Cyber Physical Systems (CPS) interact with their surroundings and may, through malfunction or design oversights, cause or allow harm to people, property, the environment, or national security. Certification is the process for providing assurance that deploying a given system does not pose an unacceptable risk of adverse consequences. Current certification methods, which largely rely on recommended practices, extensive documentation, and human review, are costly and burdensome, worryingly fallible, and a barrier to innovation.
This research is advancing emerging new certification practices based on explicit goal based assurance cases. It is developing the scientific foundations of certification based on multi-legged arguments in which some of the legs can be generated automatically using advanced formal methods. Furthermore, the research is developing methods by which certification can be performed compositionally, allowing the development of certified components and easing the certification of systems based on these.

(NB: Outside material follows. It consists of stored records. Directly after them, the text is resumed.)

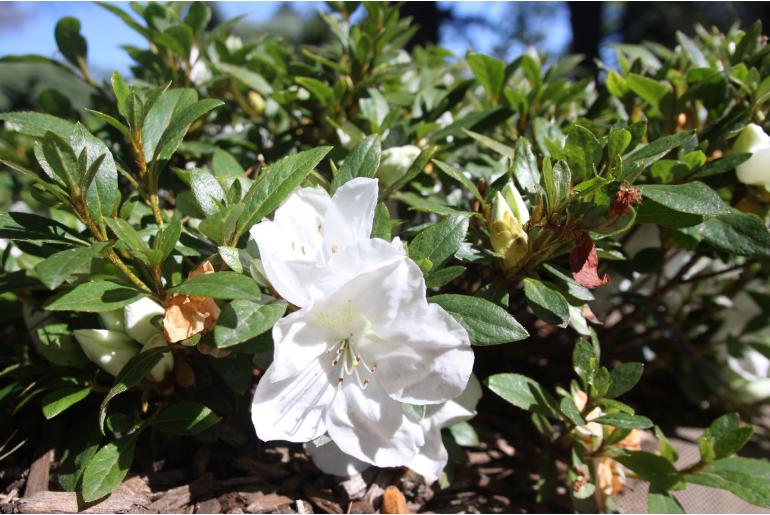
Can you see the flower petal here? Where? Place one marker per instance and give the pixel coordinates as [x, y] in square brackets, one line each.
[292, 409]
[370, 426]
[458, 409]
[138, 319]
[425, 358]
[350, 215]
[166, 363]
[298, 341]
[111, 350]
[287, 274]
[330, 459]
[432, 456]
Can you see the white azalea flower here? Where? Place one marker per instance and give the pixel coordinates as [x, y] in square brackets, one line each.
[749, 374]
[756, 170]
[111, 350]
[366, 339]
[113, 347]
[432, 456]
[396, 161]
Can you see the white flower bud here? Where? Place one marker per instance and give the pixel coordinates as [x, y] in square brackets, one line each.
[113, 320]
[139, 316]
[516, 203]
[755, 171]
[749, 375]
[508, 238]
[395, 162]
[111, 350]
[166, 363]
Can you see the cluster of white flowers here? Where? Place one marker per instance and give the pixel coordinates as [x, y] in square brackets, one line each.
[363, 345]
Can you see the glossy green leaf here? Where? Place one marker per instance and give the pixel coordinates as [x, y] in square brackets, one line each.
[486, 322]
[220, 285]
[60, 399]
[185, 418]
[242, 320]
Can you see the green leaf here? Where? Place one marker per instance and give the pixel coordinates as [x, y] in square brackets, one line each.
[220, 285]
[460, 177]
[165, 242]
[624, 377]
[625, 421]
[568, 407]
[207, 191]
[585, 361]
[179, 125]
[556, 180]
[524, 393]
[618, 142]
[464, 434]
[322, 91]
[130, 375]
[724, 437]
[71, 43]
[742, 234]
[382, 227]
[251, 79]
[583, 152]
[663, 502]
[486, 322]
[725, 164]
[37, 124]
[650, 467]
[443, 276]
[439, 241]
[652, 91]
[488, 142]
[198, 16]
[525, 166]
[277, 183]
[547, 303]
[643, 157]
[106, 470]
[58, 267]
[242, 320]
[121, 91]
[362, 161]
[185, 418]
[693, 198]
[103, 195]
[60, 399]
[490, 72]
[747, 478]
[95, 296]
[225, 165]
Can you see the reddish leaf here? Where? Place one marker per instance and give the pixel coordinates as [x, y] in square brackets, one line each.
[585, 264]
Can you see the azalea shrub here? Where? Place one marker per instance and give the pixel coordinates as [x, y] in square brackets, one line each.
[352, 244]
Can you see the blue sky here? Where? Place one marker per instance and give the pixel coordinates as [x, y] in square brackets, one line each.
[27, 27]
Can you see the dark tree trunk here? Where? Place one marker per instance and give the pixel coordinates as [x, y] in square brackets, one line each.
[428, 18]
[586, 21]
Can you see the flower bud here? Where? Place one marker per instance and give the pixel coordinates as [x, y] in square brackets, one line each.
[166, 364]
[755, 171]
[111, 350]
[395, 162]
[113, 320]
[256, 102]
[508, 238]
[139, 317]
[516, 203]
[748, 375]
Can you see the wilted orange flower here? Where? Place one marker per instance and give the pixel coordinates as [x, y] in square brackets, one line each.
[188, 315]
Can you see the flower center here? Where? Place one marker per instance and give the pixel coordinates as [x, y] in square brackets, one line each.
[350, 362]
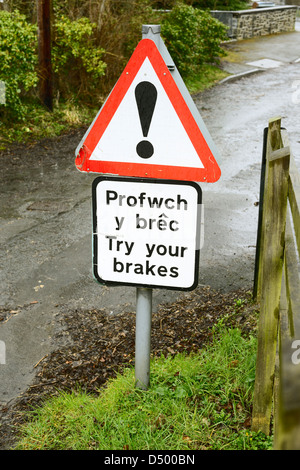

Certification requires anticipation, at the time of design and review, of all the circumstances that a system will encounter in its lifetime. Future cyber physical system will configure or even assemble themselves dynamically, so the research is developing methods by which some of the anticipation of future circumstances can be performed at runtime, and harmful outcomes avoided by runtime adaptation. Much of the assurance required for certification is thereby moved to runtime, yielding "just-in-time certification." The technical foundations for these methods lie in automated abstractions of hybrid systems, controller synthesis, and mechanizations of these based on high performance SMT solvers.
The project engages with certification bodies so that its research results can inform future certification practices.